The crunch comes when Zainub asks their close neighbour Mustafa (who is in love with one of her sisters) to take the naive boy, a talented artist, to work each day at a nearby artists' commune. It seems that he may have found a way to make a living, but several of his licentious co-workers view him as easy young flesh and he is soon gagged, raped, and left in a field. When a eunuch finds him and brings him home, his mother and sisters fawn over him, but his father is so consumed with visions of his becoming a dancing freak, he promptly suffocates him to save the family's so-called honour.

He would like to see the matter hushed up but the local police chief suspects the worse and says that it is not an 'honour killing' and the only way out would be for a bribe to be paid to his station ("not for me of course"). There goes the mosque's building fund! When he is asked to account for the missing money, nobody wants to help, and in desperation he goes to the pimp. The latter is happy to provide the funds in exchange for our 'holy' man impregnating his courtesan grand-daughter, since he is so good at producing girl children -- an important commodity in that particular community. He insists on marrying her first (still of course wed to his long-suffering wife) and when a baby girl is duly born, the pimp offers him increasingly large sums of money for more female babies. Ashamed he returns to his impoverished family, but when the courtesan dumps the new-born on his doorstep, his initial reaction is to bash in the baby's brains. That is when Zainub murders Daddy. When the pimp and his minions come to fetch the child, he's told that it was killed and dumped by its dead father -- having been spirited away to safety by one of the daughters.

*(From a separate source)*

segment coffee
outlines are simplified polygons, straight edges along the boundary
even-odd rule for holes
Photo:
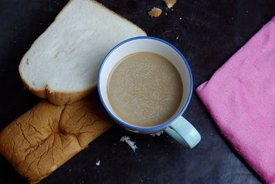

During the course of her statement to the flabbergasted crowd of journalists and photographers, one female reporter is convinced that a miscarriage of justice is about to take place and tries to reach the President for a stay of execution, however his aides refuse to wake him up. The President's sleep is more important than justice, she concludes. Zainub finishes her statement with the sentiment that had her father lived, she would have died every day. She wonders how a man could love God yet hate his creations. Then she is hanged....

There were many other strands to this sorry tale which space and time force me to omit, but the film was a searing indictment against religious fanaticism. In the end, there was something of a happy ending, but this only helped to ease the pain of the events that preceded it. One comment that I should add is that unlike neighbouring India's films, the music here was embedded in the plot and was not used as a break in the action for some over-the-top singing and dancing. I understand that Mustafa was played by one Atif Aslam, a Pakistani pop star, and the modern outlook of his character and that of his family shed some light of hope in what otherwise would have been a very dismal world. The moral is that a man can have religious faith without losing his humanity.